13. The apparatus of claim 12, wherein the obtaining module comprises:

the first obtaining submodule is used for obtaining the click accumulated times of the at least one service object in the video within a time period; and determining the accumulated information of the trigger operation of the at least one service object in the video at least according to the accumulated times of clicks.

14. The apparatus of claim 12, wherein the obtaining module further comprises:

the second acquisition submodule is used for acquiring the trigger action accumulated information of the anchor in the video through action detection; and determining the accumulated information of the trigger operation of the at least one business object in the video at least according to the accumulated information of the trigger action.

15. The apparatus of claim 12, wherein the obtaining module further comprises:

the third obtaining submodule is used for obtaining the current number of visitors of the video; and determining the accumulated information of the triggering operation of the at least one business object in the video at least according to the current number of visitors.

16. The apparatus of any of claims 12-15, further comprising:

and the second adjusting module is used for adjusting the at least one service object to be displayed in the video according to the historical data of the information display object.

17. The apparatus of claim 16,

the second adjusting module is used for adjusting the display duration and/or the display position of the business object to be displayed in the video.

18. The apparatus according to any one of claims 12 to 15,

the drawing module is used for determining the characteristic points of the target object from the video, and determining the drawing position information of the business object to be drawn in the video image by using a pre-trained convolution network model for determining the drawing position of the business object in the video image according to the characteristic points of the target object; or, determining the type of the target object from the video, and determining the drawing position information of the service object to be drawn according to the type of the target object.

19. The apparatus of claim 18,

the drawing module is configured to determine that drawing position information of the business object to be drawn includes at least one of the following when the type of the target object is a face type: a hair region, a forehead region, a cheek region, a chin region, and a body region other than the head of the person in the video image; and/or the presence of a gas in the gas,

20. The apparatus according to any one of claims 12 to 15, wherein the drawing position of the information presentation object includes any region other than a person in the video image.

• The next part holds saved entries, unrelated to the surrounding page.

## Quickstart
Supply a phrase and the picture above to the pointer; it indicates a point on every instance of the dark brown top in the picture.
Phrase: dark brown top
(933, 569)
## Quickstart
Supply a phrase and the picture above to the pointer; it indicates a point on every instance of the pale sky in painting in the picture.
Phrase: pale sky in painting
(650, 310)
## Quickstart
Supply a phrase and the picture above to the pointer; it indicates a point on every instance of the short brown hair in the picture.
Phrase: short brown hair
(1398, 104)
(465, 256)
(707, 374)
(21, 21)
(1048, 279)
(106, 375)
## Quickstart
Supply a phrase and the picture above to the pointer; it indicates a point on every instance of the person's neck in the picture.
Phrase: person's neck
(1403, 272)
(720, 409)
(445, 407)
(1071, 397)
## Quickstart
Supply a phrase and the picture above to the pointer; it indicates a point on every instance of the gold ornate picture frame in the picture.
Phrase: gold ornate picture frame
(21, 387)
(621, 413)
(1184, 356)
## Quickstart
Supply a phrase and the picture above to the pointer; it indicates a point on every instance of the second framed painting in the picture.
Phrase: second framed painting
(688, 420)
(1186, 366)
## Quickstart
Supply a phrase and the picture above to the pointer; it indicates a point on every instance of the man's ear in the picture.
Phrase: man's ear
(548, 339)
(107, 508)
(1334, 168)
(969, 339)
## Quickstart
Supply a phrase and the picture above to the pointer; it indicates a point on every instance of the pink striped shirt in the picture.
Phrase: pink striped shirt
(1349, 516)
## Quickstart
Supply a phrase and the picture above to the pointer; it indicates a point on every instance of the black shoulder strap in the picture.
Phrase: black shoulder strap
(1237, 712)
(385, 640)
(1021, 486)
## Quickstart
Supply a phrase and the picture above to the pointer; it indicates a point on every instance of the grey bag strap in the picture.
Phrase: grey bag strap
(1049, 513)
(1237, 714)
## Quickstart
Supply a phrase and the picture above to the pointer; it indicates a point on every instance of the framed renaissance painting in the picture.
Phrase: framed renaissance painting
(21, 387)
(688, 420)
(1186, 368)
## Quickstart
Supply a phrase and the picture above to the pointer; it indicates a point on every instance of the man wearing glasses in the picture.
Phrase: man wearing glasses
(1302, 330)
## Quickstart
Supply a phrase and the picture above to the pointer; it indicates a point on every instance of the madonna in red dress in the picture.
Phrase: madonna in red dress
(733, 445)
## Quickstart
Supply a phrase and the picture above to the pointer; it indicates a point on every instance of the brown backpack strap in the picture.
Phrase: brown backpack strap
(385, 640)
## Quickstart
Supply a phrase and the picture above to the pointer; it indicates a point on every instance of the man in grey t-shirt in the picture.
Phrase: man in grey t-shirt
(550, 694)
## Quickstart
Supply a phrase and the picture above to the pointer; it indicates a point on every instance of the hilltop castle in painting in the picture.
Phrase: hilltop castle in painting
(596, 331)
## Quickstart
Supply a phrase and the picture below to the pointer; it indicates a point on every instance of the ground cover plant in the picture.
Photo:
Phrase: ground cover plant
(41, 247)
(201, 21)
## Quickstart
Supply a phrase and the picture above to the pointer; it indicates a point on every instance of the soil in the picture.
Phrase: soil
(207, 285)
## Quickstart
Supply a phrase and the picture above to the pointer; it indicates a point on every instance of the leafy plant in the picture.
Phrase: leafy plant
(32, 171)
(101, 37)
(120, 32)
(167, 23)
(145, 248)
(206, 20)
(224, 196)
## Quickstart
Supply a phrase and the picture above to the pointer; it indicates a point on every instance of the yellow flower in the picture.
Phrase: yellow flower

21. The apparatus of any of claims 12-15, wherein the video comprises a live video in a live platform.

22. The apparatus according to any of claims 12-15, wherein the business object comprises: special effects containing advertising information in at least one of the following forms: two-dimensional paster special effect, three-dimensional special effect and particle special effect.

23. A terminal device, comprising: the system comprises a processor, a memory, a communication interface and a communication bus, wherein the processor, the memory and the communication interface complete mutual communication through the communication bus;

the memory is adapted to store at least one computer program for causing the processor to perform the video image processing method according to any one of claims 1 to 11.